Bruce Churchill Murray (November 30, 1931 – August 29, 2013) was an American planetary scientist. He was a director of the Jet Propulsion Laboratory (JPL) and co-founder of The Planetary Society.

==Education and early life==
Murray received his Ph.D. in geology from Massachusetts Institute of Technology (MIT) in 1955 and joined Standard Oil of California as a geologist. He served in the United States Air Force as a geophysicist, and the U.S. Civil Service before joining California Institute of Technology (Caltech) in 1960.

==Main career==
At Caltech, Murray became an associate professor in 1963, a full professor in 1969, and a professor emeritus in 2001. He would later become professor emeritus of planetary science and geology.

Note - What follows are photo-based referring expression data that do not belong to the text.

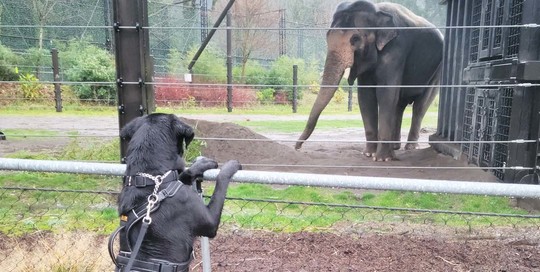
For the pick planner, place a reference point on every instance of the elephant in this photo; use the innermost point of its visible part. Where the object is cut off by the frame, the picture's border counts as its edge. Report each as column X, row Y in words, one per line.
column 372, row 40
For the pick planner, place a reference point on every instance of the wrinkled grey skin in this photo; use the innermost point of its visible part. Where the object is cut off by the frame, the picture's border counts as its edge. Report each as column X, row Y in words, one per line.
column 381, row 57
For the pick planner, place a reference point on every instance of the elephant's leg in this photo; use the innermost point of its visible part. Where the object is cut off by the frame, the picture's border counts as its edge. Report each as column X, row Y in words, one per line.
column 367, row 100
column 388, row 101
column 420, row 107
column 399, row 117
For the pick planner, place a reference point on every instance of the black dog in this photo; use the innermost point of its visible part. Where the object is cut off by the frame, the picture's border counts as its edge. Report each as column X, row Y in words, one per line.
column 154, row 155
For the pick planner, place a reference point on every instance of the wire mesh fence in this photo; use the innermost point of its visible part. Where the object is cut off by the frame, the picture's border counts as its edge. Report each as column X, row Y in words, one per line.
column 39, row 226
column 66, row 229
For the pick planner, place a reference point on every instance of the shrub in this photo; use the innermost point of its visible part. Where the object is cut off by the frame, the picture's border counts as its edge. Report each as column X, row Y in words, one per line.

Murray began working at the Jet Propulsion Laboratory (managed by/affiliated with Caltech) in 1960, and served as its director from April 1, 1976, to June 30, 1982. He was an important force in promoting the recruitment and hiring of female engineers at the lab, where more women are employed today than any other NASA facility. Murray became JPL's director at a time when space exploration budgets were shrinking; among other achievements, he saved the Galileo mission to Jupiter from the budget axe.

Murray worked out the geologic history of Mars using photographs taken by Mariner 4 in 1965; he worked with Bob Leighton to accomplish this task. He applied similar photographic analysis when he served as chief scientist of Mariner 10. As he took over management of JPL, he expressed reservations about the Viking lander program, pointing out that the biological experiments included with the spacecraft were not sufficient to accomplish their stated goals.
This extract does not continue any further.